A new astronomical investigation offers evidence that disproves the Nice model, a theory that blames Neptune for the large population of binary objects in the Kuiper Belt.

The model, which is currently widely accepted by the international scientific community, holds that the gas giant was responsible for knocking a large number of space rocks beyond the orbit of Pluto.

Those objects are classified as planetoids, and are collectively called Cold Classical Kuiper Belt objects (KBO). A large number of them exist in binary pairs, similarly to how stars form binary systems.

The new research, that showed this view to be deficient in explaining what happened, was authored by University of Victoria in British Columbia PhD student Alex Parker, Universe Today reports.

Data in the study shows that the Nice Model is wrong in assuming that it was migrations that Neptune made in the early days of the solar system that are responsible for the large number of KBO pairs.

“Kuiper binaries paint a different picture. I should title my talk as ‘Neptune not guilty of harassment’ or perhaps more accurately, “Planet Neptune acquitted of one count of harassment’,” Parker said.

He presented his findings in Pasadena, California, at the American Astronomical Society’s Division of Planetary Sciences meeting.

At first, the expert presented the Nice Model in more detail. One of its main provisions is that the Kuiper Belt was a lot closer to the Sun at first, beginning just beyond the orbits of Uranus and Neptune.

Then, as Neptune began to move farther away from the Sun, migration resonances captured some of the KO objects, and then sent them into the chaotic orbits they have today.

But a decade-long survey that Parker conducted with Herzberg Institute of Astrophysics expert and thesis supervisor Dr. J. J Kavelaars showed an entirely different conclusion.

“Thirty per cent of Kuiper Belt Objects are binaries, some in very wide orbits around each other in a slow waltz, weakly bound to their partners,” Parker revealed at a press conference.

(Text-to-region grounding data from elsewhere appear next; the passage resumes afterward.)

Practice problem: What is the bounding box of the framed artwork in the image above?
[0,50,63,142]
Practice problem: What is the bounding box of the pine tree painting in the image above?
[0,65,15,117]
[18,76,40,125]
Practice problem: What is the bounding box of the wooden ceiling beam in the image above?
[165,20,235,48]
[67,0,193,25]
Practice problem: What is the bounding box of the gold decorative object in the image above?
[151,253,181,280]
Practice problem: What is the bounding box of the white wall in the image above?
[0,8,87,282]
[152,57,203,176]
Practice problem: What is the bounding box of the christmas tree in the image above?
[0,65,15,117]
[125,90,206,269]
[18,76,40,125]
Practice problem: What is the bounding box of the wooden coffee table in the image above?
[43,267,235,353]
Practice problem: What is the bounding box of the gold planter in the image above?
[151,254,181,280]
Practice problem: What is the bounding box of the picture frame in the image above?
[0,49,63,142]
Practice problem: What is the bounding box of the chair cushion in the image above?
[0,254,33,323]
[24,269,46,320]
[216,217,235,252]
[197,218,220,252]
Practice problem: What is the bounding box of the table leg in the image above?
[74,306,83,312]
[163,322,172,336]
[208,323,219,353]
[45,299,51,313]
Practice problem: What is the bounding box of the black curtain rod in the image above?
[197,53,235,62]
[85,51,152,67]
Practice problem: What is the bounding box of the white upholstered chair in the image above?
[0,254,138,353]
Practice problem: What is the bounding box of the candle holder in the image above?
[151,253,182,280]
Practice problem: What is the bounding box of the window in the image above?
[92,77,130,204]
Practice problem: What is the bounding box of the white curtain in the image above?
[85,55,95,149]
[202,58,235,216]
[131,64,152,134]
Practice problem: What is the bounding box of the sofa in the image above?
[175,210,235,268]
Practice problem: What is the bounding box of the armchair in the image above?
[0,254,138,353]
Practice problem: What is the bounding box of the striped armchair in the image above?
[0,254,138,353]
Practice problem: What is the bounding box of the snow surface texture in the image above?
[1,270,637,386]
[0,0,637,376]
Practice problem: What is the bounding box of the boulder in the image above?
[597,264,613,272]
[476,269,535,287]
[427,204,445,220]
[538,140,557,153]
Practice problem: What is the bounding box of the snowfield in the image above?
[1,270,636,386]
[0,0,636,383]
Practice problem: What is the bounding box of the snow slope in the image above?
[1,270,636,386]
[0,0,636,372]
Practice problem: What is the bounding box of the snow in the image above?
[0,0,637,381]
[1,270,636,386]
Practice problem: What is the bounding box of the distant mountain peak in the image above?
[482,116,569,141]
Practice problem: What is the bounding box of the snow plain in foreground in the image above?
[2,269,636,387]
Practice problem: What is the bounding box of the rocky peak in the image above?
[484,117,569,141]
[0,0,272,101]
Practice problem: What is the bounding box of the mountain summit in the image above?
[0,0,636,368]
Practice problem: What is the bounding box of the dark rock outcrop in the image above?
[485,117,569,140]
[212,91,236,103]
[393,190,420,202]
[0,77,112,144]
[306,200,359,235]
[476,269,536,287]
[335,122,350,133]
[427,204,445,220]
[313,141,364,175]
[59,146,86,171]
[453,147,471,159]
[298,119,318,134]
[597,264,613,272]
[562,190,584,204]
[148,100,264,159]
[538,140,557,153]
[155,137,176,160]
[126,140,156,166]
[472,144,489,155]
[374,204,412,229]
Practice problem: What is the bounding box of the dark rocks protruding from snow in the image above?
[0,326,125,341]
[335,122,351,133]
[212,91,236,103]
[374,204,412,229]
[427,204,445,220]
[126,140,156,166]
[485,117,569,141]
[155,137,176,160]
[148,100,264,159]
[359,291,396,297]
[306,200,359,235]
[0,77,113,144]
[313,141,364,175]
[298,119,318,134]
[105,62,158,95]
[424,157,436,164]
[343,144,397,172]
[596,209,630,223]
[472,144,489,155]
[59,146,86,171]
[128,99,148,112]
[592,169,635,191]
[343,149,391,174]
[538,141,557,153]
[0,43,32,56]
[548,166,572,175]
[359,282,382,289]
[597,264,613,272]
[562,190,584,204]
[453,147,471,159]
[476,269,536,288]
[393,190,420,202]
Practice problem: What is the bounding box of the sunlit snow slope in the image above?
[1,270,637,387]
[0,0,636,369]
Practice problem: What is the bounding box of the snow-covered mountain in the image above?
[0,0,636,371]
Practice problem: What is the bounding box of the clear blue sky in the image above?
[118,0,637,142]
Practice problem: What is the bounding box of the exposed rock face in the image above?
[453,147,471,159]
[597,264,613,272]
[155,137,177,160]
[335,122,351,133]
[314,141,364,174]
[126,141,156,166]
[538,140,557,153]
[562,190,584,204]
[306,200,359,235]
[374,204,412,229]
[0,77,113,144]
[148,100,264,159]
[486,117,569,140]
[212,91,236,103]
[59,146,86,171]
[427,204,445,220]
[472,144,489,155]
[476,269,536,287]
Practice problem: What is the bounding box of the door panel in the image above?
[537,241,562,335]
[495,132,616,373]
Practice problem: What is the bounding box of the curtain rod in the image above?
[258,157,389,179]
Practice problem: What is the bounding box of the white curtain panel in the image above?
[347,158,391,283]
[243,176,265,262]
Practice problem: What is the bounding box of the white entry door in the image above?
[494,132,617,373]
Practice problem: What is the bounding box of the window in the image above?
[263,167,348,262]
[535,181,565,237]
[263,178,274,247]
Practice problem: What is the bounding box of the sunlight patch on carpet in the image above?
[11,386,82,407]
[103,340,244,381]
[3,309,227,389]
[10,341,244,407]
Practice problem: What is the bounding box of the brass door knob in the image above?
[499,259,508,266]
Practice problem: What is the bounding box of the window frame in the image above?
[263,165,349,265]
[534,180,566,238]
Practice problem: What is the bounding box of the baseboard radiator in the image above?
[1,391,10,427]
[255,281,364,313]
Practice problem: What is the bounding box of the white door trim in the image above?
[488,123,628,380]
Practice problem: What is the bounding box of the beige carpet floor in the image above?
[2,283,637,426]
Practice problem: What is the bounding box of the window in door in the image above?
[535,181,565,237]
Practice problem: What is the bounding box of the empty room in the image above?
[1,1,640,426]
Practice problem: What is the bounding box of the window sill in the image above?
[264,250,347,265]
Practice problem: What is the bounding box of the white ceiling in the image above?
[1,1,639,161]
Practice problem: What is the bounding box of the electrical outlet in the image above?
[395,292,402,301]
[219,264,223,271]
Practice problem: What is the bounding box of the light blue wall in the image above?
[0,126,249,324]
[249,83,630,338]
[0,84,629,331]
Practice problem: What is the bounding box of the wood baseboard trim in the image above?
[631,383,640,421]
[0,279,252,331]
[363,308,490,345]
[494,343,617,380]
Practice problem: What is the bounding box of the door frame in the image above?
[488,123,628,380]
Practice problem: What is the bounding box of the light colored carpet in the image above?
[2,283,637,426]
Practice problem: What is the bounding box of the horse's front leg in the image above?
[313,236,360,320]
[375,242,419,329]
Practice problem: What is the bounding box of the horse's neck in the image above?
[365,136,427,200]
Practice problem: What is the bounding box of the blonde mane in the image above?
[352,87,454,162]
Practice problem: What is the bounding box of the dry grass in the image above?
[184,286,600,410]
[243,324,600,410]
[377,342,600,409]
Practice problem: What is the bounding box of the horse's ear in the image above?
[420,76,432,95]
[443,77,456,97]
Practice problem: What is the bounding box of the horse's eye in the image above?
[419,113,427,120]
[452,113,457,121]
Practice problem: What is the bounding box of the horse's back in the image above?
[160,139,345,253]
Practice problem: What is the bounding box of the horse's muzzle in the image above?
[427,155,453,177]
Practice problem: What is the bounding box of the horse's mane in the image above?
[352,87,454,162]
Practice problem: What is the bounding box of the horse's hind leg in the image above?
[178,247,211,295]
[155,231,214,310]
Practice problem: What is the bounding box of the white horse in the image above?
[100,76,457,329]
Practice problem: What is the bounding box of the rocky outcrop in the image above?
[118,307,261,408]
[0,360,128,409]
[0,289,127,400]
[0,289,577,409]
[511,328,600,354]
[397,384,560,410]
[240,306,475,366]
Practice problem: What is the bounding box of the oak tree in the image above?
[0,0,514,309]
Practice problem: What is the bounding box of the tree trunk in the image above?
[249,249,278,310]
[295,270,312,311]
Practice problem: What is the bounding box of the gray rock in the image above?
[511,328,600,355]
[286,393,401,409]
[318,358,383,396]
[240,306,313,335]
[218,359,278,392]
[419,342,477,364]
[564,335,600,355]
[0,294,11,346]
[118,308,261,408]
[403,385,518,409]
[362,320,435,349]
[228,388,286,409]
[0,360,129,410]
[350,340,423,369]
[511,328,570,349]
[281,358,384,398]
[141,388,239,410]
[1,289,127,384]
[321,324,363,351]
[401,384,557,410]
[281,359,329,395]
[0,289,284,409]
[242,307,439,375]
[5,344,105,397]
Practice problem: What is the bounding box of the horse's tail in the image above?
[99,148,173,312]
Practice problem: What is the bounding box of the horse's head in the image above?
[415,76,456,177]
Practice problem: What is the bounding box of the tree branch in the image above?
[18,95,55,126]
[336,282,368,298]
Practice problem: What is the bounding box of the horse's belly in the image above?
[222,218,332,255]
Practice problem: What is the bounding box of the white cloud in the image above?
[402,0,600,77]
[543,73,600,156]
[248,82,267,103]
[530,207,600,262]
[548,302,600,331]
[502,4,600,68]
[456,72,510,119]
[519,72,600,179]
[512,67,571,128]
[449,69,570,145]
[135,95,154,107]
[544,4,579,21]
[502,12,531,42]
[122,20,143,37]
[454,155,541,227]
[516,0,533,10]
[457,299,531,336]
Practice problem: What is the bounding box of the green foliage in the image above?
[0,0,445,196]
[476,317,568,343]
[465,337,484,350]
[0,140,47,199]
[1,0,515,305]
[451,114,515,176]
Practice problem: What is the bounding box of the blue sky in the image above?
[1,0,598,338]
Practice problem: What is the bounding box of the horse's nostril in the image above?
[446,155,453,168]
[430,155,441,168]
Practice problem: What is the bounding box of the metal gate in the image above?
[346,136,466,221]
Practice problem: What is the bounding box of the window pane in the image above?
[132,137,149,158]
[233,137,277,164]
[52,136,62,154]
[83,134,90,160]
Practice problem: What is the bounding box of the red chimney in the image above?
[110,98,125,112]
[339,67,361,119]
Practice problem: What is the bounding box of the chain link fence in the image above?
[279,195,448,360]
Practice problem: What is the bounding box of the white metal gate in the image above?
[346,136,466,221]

“These binaries should have been destroyed if the Kuiper Belt Objects were thrown out of solar system,” he went on to say.

“Pluto and Charon are the most famous of these binaries and since their orbits can be affected by their environment, we can use them to test what the interplanetary environment is like and what it was like in the past,” Parker argued.

The new investigation also included a computer model of the early solar system, which experts said supports their view of how the Kuiper Belt evolved.

“Understanding the structure and history of the Kuiper Belt helps us better understand how the planets in our solar system formed, and how planets around other stars may be forming today,” Parker added.